This repository contains a cutting-edge multi-agent system that integrates large language models with multimodal analysis to extract crucial information on nanomaterials from research articles.
This system processes scientific documents end-to-end, leveraging tools such as the YOLO model for visual data extraction and GPT-4o for linking textual and visual information. The core of our architecture is the ReAct agent, which orchestrates various specialized agents, ensuring comprehensive and accurate data extraction. We demonstrate its efficacy through a case study in nanozyme research.
- Upload and process PDF files of scientific articles and supplementary information
- Extract text from PDF files
- Utilize an AI agent to answer questions about the uploaded articles
- Handle multiple file uploads, including separate article and supplement files
- Clone this repository:
git clone https://github.com/ai-chem/LLM-Pipeline-for-Automated-Extraction-of-Nanozyme-Data.git
cd LLM-Pipeline-for-Automated-Extraction-of-Nanozyme-Data
- Install the required packages:
poetry install
This command will install all necessary dependencies from pyproject.toml file using poetry package manager.
- Set up your OpenAI API key in a .env file:
OPENAI_API_KEY=your_api_key_here
- Run the Streamlit app:
poetry run streamlit run agent_app.py
-
Open the provided URL in your web browser.
-
Upload a PDF file of a scientific article (and optionally, a supplementary information file).
-
Once the files are processed, you can start asking questions about the article in the chat interface.
The auto_extraction.py script is designed for batch processing of PDF files to extract detailed information about nanozyme experiments. It uses a multi-agent system to analyze scientific articles and supplementary information files, extracting named entities and other relevant data.
-
To run the script, use the following command:
python auto_extraction.py <pdf_articles_dir> <pdf_supplements_dir> <ner_json_dir> <results_dir>
Where:
- pdf_articles_dir: Directory containing the PDF articles.
- pdf_supplements_dir: Directory containing the supplementary PDF files.
- ner_json_dir: Directory containing the JSON files with named entity recognition (NER) data.
- results_dir: Directory where the results will be saved.
The structured_output.ipynb Jupyter Notebook is designed for converting the markdown ReAct agent's answers into structured tabular data. This notebook also contains the calculation of the Jaccard Index on the full dataset.

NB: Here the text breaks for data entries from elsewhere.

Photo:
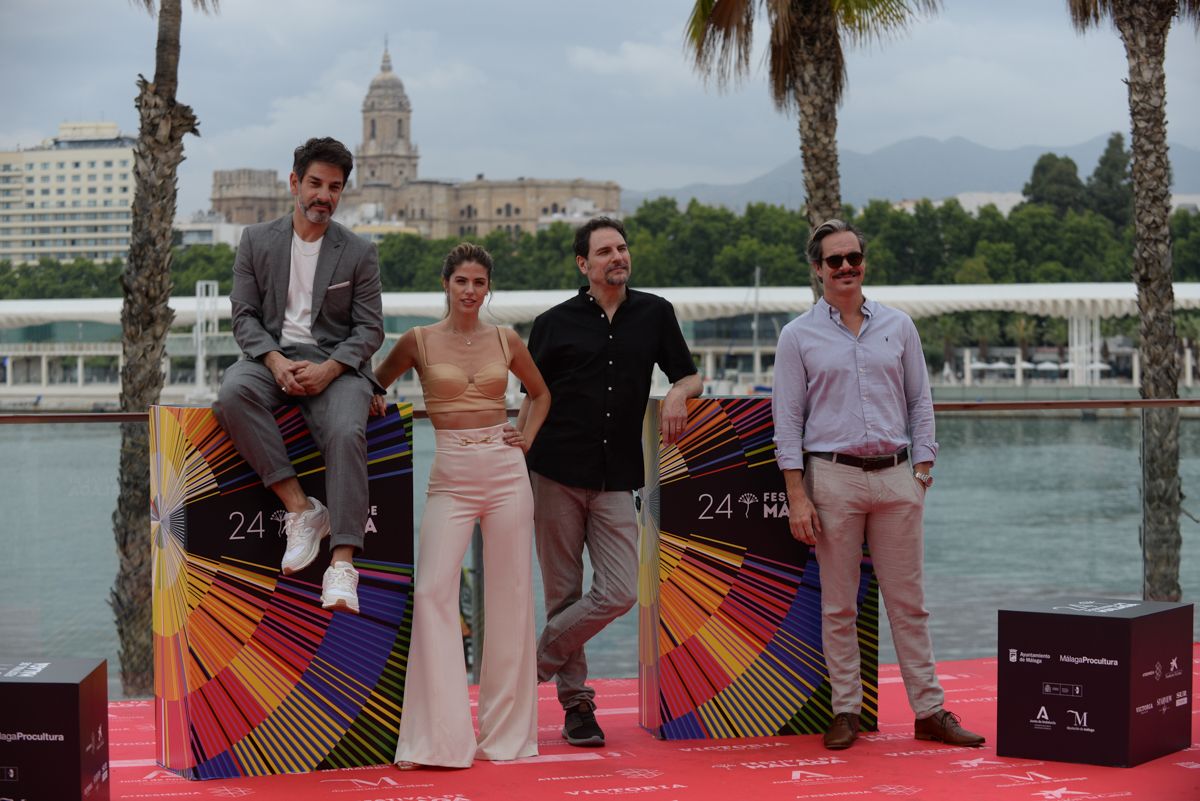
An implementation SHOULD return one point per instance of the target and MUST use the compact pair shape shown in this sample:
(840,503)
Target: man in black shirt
(597,353)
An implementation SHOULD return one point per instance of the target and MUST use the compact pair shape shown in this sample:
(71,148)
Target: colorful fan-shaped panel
(730,602)
(251,675)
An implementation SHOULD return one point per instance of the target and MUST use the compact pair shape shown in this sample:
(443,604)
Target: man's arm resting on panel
(673,411)
(802,516)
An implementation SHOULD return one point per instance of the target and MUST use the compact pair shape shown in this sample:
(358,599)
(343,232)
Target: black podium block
(53,729)
(1095,680)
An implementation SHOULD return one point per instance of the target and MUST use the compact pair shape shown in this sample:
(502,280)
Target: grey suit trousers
(337,419)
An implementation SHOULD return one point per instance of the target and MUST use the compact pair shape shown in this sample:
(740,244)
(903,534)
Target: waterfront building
(70,349)
(387,188)
(69,198)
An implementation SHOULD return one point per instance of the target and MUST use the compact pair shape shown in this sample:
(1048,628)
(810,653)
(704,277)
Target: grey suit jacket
(347,318)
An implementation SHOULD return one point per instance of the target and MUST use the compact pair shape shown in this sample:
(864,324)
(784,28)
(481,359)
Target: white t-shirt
(298,314)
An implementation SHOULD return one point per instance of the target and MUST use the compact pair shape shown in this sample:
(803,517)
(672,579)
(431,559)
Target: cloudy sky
(562,88)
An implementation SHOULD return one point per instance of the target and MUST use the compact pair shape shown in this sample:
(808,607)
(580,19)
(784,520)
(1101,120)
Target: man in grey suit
(307,315)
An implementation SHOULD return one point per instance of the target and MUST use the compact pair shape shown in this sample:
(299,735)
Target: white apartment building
(70,197)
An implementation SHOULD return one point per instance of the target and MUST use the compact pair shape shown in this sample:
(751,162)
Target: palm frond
(876,20)
(151,6)
(720,36)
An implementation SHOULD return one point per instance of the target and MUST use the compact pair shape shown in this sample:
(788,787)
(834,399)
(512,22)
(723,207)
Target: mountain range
(916,168)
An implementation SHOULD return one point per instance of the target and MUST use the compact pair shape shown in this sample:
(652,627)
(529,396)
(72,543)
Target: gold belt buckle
(485,440)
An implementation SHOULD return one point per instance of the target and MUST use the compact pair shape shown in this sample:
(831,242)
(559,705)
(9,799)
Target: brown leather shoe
(843,732)
(945,727)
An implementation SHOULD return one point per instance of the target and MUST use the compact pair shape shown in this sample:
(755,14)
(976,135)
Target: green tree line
(1068,229)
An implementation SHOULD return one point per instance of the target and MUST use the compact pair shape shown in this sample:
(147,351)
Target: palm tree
(145,319)
(1143,26)
(808,68)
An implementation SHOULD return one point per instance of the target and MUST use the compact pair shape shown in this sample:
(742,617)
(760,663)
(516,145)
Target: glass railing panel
(58,492)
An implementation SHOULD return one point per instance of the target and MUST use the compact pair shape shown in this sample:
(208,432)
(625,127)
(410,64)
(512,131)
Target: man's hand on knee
(313,378)
(285,372)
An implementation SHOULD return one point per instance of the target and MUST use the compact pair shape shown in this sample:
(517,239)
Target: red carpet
(888,764)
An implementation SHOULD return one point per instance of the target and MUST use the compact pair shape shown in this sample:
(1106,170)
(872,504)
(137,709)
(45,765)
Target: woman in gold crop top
(479,471)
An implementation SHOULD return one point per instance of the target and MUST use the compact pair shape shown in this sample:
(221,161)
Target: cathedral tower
(387,156)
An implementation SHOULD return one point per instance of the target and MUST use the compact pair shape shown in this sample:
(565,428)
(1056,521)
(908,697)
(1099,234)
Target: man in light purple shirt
(852,413)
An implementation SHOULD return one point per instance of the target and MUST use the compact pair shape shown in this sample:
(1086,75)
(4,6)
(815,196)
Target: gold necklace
(465,337)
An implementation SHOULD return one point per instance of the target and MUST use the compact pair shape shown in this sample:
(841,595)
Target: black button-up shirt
(598,372)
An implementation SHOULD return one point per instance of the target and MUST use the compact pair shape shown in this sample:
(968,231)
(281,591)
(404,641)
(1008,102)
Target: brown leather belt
(867,463)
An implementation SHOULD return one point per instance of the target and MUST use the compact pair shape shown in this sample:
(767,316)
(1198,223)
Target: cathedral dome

- agent_app.py: Main Streamlit application file;
- auto_extraction.py: Script for automated extraction of information from multiple PDF files;
- structured_output.ipynb: Jupyter Notebook for structured output postprocessing and calculation of the Jaccard Index.
- pdf2txt.py: Module for extracting text from PDF files;
- utils.py: Utility functions;
- logger.py: Logging configuration;
- image_processing/: Directory containing image processing modules.
Contributions are welcome! Please feel free to submit a Pull Request.
This project is licensed under the MIT License.